Incumbent campaigns for third election in 18 months

After a year and a half on the job, City Councilman Rafael Salamanca Jr. says he isn’t running out of new challenges.

“Every couple of weeks, there’s a different pressing issue,” said Salamanca, 37, in his district office beneath the overhead tracks on Southern Boulevard. He was first elected to replace Maria del Carmen Arroyo as representative of the 17th City Council District in a February 2016 special election, then ran again last fall, as required by special elections rules, and again won the seat handily.

The incumbent will face off against a retired health care union organizer Helen Hines, in a Sept. 12 Democratic primary. The general election takes place on Nov. 7. Hines was Salamanca’s only challenger in last September’s primary as well.

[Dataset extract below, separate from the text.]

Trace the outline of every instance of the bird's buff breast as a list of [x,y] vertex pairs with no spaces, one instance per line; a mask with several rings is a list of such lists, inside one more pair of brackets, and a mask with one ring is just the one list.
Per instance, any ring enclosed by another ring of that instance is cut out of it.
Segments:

The Longwood native’s star has risen quickly among Bronx Democrats in the City Council. Salamanca serves on six committees, and chairs the influential Planning, Dispositions and Concessions subcommittee, which decides on the amount of subsidies the city will provide to developers of affordable housing.

“I’m dissecting every project to see if it’s a fit for this community,” he said, adding that the surge of new development taking place across the South Bronx is an opportunity for residents. He attributes his confidence as a negotiator to lessons learned while hammering out deals between Community Board 2 and developers during five and a half years as district manager. “I know the developer wants something, but what are you going to give the community?”

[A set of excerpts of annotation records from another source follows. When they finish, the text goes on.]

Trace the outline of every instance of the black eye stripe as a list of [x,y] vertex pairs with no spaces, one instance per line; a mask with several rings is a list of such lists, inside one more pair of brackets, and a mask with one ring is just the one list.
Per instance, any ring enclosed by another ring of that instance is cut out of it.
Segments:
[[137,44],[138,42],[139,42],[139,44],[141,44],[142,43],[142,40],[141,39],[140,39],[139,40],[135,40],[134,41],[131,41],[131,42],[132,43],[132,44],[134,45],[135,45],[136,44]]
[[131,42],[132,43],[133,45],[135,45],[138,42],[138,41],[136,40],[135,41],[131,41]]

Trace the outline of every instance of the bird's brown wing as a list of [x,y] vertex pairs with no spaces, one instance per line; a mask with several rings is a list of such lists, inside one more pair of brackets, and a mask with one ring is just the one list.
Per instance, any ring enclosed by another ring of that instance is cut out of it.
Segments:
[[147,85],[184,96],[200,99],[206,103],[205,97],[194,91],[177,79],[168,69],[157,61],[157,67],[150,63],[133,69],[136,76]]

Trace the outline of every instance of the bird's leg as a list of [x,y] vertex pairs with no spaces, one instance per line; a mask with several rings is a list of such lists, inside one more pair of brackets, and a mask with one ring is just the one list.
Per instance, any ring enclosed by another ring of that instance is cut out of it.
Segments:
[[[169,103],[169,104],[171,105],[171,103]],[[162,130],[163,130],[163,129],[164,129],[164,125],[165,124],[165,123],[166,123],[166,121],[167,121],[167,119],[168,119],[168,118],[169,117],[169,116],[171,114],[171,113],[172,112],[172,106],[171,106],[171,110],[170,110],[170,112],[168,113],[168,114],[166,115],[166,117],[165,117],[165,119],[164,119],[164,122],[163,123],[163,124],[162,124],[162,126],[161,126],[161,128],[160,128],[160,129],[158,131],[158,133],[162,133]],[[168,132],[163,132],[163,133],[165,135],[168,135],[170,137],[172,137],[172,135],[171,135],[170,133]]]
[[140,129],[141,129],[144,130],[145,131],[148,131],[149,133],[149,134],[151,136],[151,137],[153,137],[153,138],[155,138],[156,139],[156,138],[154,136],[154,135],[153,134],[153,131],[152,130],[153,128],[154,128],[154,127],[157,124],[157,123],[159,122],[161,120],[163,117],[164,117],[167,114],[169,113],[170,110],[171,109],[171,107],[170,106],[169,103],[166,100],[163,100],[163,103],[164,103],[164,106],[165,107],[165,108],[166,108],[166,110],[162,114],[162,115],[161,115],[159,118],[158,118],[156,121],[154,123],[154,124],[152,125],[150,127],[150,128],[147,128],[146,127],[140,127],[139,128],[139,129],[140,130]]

Despite his popularity, Salamanca has encountered some turbulence during his short tenure. In July, Longwood residents fearing displacement protested a private meeting between the Councilman, city officials and housing advocates, who had gathered to discuss a new city study in its run-up to redevelop a swath of warehouses and derelict lots along Southern Boulevard.

Salamanca insists that residents will be included in discussions about new housing, but added that affordability rates should be set to accommodate middle class residents and “individuals coming back from college,” not just the area’s poorest. Rather than seeing the planning department study as a threat, he calls it “an opportunity to look at different pieces of land,” and to rezone if necessary, to create mixed-income housing.

Record homelessness is another concern. The South Bronx “is an area where everybody likes to build homeless shelters. We have more than our fair share.” Salamanca points proudly to the role he played in getting the City Council to change its term sheets, which determine how much financing developers get. Earlier this year, he led a push to tweak the city’s Our Space financing program so that developers must set aside 10 percent of new apartments to house the homeless, compared with as little as five percent previously.

Some Community Board 2 members were angered when they learned of that change at a June meeting with developers of a project to build 740 new apartments on Spofford Avenue. With more homeless families comes the need for more social services, which could alter the fabric of the neighborhood, they argued, sensing that the city had pulled a bait-and-switch to sneak a controversial policy past them.

“They have a right to feel that way,” said Salamanca, but added that tough measures to address rising homlessness are unavoidable.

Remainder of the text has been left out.